When Singapore’s Patents Act first came into force in 1995, computer programs were on a list of subject matter that could not be patented. This list was subsequently removed when the Patents Act was amended a year later. Following from the amendment, there is no legislative prohibition against a CII being patented in Singapore. However, it does not follow that all CIIs will automatically meet the criteria for patent protection.
While there is a dearth of reported court judgments on the patentability of CIIs, the Intellectual Property Office of Singapore (IPOS) has provided further guidance on this issue in its Examination Guidelines for Patent Applications. A key issue when examining CIIs is whether they can be considered an “invention” under the Patents Act.1 While the primary focus of this examination is whether a CII fulfils the baseline criteria for patentability (i.e. the CII must be novel, must involve an inventive step and be capable of industrial application), there is occasionally the residual issue of whether the claims relate to subject matter which is not an invention at all.
In order to address this residual issue, the claimed subject matter of the patent will be examined to identify the actual contribution which is made by the claimed subject matter, having regard to the problem to be solved, how the claimed subject matter works, and what its advantages are. This follows the guidance set out in the Aerotel / Macrossan test adopted by the UK Intellectual Property Office.2
When considering the actual contribution of claims directed to a CII, a Singapore patent examiner would determine the extent to which the computer (or other technical features) contributes to the invention defined in the claims. It must be established that the computer (or other technical features), as defined in the claims, is integral to the invention in order for the actual contribution to comprise the computer (or technical features).

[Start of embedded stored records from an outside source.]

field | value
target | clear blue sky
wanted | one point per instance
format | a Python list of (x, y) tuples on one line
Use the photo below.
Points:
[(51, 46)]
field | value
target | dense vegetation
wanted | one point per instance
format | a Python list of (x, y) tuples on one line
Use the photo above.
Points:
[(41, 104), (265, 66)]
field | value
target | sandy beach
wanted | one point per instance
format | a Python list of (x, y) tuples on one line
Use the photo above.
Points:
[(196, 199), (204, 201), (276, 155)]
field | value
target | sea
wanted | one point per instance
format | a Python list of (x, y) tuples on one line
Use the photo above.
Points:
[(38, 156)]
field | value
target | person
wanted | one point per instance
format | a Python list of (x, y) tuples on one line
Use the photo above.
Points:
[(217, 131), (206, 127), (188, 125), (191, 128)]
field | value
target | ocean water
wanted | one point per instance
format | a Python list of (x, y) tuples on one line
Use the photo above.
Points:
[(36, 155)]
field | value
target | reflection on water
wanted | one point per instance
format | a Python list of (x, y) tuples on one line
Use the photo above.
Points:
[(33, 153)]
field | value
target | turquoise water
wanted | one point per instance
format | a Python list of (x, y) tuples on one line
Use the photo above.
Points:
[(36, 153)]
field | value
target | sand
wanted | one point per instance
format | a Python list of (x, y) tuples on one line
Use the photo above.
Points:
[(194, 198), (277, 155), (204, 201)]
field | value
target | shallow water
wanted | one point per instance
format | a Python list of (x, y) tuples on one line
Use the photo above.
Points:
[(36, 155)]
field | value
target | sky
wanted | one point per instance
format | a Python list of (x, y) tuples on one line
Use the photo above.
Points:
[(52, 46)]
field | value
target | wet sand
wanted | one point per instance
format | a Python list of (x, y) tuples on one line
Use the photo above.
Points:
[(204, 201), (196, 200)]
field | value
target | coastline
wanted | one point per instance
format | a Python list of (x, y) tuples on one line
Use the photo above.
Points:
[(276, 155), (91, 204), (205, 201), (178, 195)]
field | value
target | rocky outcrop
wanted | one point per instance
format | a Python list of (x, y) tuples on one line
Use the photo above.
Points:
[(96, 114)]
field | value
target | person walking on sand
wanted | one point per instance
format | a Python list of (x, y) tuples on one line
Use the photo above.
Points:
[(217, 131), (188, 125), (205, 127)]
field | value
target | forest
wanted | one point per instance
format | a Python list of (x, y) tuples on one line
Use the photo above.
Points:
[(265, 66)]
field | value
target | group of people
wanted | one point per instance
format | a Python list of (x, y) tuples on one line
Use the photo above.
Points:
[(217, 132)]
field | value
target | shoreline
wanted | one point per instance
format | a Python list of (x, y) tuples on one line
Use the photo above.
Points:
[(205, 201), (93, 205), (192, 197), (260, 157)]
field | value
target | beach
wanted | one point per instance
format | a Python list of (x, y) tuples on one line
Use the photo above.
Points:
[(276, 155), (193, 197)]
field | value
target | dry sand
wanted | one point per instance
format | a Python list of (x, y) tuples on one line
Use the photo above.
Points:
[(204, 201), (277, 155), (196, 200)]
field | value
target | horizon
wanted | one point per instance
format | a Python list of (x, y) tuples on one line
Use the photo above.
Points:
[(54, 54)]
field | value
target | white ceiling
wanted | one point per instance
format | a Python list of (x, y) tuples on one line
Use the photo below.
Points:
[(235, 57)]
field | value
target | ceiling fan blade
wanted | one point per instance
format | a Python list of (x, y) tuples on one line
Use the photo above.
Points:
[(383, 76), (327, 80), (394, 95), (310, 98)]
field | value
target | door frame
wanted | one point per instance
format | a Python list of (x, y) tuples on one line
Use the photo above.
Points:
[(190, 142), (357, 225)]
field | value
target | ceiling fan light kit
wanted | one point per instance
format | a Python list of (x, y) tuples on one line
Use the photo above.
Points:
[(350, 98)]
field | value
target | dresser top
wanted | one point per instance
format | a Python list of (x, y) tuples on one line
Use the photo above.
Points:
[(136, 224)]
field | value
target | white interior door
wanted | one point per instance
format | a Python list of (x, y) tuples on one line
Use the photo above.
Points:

By way of example, IPOS has indicated that claims relating to a computer-implemented business method would be considered an invention, and hence patentable, if the various technical features (e.g. servers, databases, user devices) interact with the steps of the business method to a “material extent”, and in such a manner as to address a specific problem. As an example of what “material extent” means, a claim may recite known hardware components for implementing a business method, but if the overall combination of the hardware provides a more secure environment for performing transactions, then the hardware would satisfy the “material extent” test set out above. However, if the technical features recited in the claim are no more than the workings of a standard operating system, in particular, the use of a generic computer or computer system to perform a business method, then this would not satisfy the “material extent” test.